By the way, any hints and tips of how to counter retorts of these genres?
1) Raising the possibility of a God
2) Raising the fact that God gave us free will
3) Experience God yourself

Thank you all once again!

You have plenty of replies, but still, I feel that I have a good view on these.

1. I don't understand why people who are certain that there is a God keep trying to push reasonable doubt in his nonexistence. Certainty should come with strong evidence that pushes a positive case, not one that plants reasonable doubt. Anything less than certainty should be met with healthy skepticism.

2. Free will is a defensive argument that the religious use to explain why their God allows evil, despite his distaste for it and his power to get rid of it. It doesn't prove that there is a God, and it has to be assumed to exist, because there's never been a case made for why we couldn't simply be made without free will. There are counter-examples within the bible to this idea that "we have to have free will", such as angels and animals, both of which aren't made to sin (nor can they be saved by belief in God, which I'm sure Satan has).
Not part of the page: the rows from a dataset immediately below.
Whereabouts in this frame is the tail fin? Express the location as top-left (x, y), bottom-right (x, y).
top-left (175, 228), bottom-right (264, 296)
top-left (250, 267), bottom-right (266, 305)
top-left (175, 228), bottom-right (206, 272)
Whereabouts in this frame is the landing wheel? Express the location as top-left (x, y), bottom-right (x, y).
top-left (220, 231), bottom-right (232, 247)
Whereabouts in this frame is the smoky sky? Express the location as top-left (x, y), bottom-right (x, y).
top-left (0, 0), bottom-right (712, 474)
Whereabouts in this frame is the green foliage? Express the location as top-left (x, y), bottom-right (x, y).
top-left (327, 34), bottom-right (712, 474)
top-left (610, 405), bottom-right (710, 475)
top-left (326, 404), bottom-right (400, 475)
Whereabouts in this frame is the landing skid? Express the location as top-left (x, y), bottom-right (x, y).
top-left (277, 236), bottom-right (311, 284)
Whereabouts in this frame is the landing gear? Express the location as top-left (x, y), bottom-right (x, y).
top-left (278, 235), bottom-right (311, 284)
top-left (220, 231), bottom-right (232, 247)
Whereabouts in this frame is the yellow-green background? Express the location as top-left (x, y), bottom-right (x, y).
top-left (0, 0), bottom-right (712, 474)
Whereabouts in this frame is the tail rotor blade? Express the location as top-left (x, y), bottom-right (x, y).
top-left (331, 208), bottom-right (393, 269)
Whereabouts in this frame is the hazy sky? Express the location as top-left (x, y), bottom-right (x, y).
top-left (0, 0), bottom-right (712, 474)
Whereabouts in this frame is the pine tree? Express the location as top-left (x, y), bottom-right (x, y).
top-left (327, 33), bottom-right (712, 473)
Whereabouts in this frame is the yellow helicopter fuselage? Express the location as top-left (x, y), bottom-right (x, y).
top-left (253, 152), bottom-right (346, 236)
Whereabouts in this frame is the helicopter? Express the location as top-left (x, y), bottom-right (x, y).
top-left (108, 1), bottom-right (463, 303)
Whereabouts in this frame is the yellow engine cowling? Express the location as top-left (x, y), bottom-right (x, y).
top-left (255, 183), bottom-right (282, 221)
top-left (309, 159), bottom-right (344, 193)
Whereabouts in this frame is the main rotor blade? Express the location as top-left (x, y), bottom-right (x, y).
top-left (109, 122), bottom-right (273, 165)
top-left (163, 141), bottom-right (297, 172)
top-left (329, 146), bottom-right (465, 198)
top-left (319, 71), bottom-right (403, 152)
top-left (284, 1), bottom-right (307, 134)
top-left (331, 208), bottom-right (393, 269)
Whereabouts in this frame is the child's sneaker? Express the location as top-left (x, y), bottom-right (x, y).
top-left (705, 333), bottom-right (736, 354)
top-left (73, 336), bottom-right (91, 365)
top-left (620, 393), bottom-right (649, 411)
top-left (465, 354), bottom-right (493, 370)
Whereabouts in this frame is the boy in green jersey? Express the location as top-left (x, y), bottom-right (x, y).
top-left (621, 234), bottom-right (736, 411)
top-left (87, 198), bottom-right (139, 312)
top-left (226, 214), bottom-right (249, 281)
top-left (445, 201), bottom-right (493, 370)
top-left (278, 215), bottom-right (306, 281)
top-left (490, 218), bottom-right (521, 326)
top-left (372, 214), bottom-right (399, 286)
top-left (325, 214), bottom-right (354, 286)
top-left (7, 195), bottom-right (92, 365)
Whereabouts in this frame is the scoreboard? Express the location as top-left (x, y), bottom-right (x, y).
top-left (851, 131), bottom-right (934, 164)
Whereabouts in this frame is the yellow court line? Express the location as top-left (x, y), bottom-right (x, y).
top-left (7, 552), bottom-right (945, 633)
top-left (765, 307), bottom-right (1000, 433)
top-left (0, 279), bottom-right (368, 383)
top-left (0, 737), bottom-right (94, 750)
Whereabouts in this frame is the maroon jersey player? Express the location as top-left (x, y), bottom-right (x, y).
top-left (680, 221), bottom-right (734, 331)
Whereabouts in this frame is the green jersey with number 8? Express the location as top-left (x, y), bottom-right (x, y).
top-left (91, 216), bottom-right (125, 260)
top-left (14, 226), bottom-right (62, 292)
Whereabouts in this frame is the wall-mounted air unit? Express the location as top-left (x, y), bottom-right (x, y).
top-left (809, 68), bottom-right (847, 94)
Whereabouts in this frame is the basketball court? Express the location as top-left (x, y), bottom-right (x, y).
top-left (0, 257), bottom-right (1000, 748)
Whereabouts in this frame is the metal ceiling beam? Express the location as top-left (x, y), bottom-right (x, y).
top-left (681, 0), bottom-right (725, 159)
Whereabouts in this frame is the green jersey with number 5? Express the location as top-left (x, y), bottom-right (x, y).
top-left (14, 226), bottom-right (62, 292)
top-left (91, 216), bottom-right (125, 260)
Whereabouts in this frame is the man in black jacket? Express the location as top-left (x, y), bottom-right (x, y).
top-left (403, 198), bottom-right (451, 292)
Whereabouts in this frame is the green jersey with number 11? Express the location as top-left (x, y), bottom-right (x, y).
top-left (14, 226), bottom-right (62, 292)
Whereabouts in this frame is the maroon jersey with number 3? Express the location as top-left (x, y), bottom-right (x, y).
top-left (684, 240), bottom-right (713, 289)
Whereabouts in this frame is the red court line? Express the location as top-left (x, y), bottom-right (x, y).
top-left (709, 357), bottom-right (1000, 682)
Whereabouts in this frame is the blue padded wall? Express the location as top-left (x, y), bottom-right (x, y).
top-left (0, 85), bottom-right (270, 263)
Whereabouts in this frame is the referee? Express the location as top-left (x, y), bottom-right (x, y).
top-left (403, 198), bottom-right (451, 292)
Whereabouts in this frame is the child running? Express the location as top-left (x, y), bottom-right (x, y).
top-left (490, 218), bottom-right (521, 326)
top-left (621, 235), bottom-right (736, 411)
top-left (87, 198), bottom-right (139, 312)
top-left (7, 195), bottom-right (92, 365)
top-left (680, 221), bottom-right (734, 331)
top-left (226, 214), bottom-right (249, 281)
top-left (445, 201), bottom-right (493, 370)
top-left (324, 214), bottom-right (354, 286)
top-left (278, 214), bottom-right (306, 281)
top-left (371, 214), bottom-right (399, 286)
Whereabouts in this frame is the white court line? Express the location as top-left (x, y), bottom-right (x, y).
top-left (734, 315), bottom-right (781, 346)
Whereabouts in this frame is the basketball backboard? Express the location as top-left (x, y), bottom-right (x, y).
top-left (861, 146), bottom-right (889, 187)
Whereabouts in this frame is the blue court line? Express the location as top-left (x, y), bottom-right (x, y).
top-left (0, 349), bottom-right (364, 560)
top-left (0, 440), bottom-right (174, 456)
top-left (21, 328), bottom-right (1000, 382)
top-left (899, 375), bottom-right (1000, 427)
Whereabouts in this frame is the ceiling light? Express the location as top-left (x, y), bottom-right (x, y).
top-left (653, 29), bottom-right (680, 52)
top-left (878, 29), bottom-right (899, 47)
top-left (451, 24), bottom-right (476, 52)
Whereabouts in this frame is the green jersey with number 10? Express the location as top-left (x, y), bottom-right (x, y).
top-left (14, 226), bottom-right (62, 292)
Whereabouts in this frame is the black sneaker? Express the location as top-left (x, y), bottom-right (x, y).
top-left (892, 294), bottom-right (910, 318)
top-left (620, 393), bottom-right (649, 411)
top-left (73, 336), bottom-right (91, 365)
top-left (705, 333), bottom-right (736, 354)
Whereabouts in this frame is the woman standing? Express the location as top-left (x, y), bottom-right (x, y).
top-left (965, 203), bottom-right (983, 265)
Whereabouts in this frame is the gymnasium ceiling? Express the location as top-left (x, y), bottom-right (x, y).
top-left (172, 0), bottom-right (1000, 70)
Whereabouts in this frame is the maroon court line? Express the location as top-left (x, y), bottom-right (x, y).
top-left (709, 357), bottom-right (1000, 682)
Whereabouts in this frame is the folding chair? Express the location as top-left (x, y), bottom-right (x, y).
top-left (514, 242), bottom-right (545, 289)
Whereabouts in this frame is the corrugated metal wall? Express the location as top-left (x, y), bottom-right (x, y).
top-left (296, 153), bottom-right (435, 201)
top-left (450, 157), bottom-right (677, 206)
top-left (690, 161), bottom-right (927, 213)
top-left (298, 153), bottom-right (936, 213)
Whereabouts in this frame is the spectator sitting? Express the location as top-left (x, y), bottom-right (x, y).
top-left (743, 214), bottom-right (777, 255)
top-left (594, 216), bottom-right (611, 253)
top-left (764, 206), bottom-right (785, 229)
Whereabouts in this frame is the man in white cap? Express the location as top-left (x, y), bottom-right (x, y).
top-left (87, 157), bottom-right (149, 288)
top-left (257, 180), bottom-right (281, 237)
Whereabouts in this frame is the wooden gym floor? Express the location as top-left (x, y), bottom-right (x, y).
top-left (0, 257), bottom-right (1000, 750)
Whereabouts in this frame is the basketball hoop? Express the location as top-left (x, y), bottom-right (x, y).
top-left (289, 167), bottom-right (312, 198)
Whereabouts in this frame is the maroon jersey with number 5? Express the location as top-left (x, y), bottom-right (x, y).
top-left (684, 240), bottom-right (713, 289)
3. Asking someone to "experience God" is asking them to have a belief in God in order to believe in God. Matt Dillahunty of The Atheist Experience phrases it this way: You can prove the existence of unicorns by riding one. Our personal experiences are subject to bias, which is why - if a clear miracle occurred - the Muslims would claim it was done by Allah and the Christians would claim it was from God. There's no way to "experience God" and be certain that it wasn't an experience with another supernatural being or, more likely, a perfectly natural and human experience that was mistaken for supernatural by our imperfect brains.

My girlfriend is mad at me. Perhaps I shouldn't have tried cooking a stick in her non-stick pan.